Excess Deaths Changes to Methodology

Date published: 20 February 2024

Today ONS published a new UK-wide methodology for estimating expected deaths, used in the calculation of excess deaths.

Excess deaths

‘Excess deaths’ is the term used to describe how the number of deaths observed (registered) during a certain period differs from the number of deaths that might be expected (also known as the baseline) during that period, in ‘usual’ circumstances.
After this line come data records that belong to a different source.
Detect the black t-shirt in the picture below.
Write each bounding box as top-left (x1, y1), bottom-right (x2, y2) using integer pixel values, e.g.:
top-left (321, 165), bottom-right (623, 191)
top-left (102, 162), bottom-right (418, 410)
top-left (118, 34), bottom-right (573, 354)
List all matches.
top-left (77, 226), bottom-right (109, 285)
Although named ‘excess’, the difference can be in either direction, that is, there could be more of fewer deaths than would be expected in a defined period.

Excess deaths = Observed deaths - Expected deaths

Change in Methodology

Previously the UK statistical agencies (NISRA, NRA and ONS) used a relatively simple method to compare the number of deaths registered in the current reference period with an expected number based on a five-year average of the count of deaths registered during the same period in previous years.

The increased interest in deaths data, and excess deaths specifically, during the pandemic, showed that organisations and government departments across the UK were using a number of different methods to calculate an estimate of expected deaths. It highlighted the need for a single, harmonised approach to facilitate comparisons and the production of a single UK estimate. A cross-UK working group, led by ONS, was set up to take this work forward over the last year.

This morning, ONS published a methodology paper outlining the new, agreed model for estimating excess deaths along with data tables giving a back series of excess deaths data based on the new approach. ONS have also published a blog detailing the background to this work.

Northern Ireland Excess deaths

To supplement the ONS documents, NISRA has produced a summary information paper on the change in methodology and the impact to NI excess deaths specifically. In addition, for user convenience, the NI specific data published by ONS has been extracted into separate tables and are available alongside the information paper.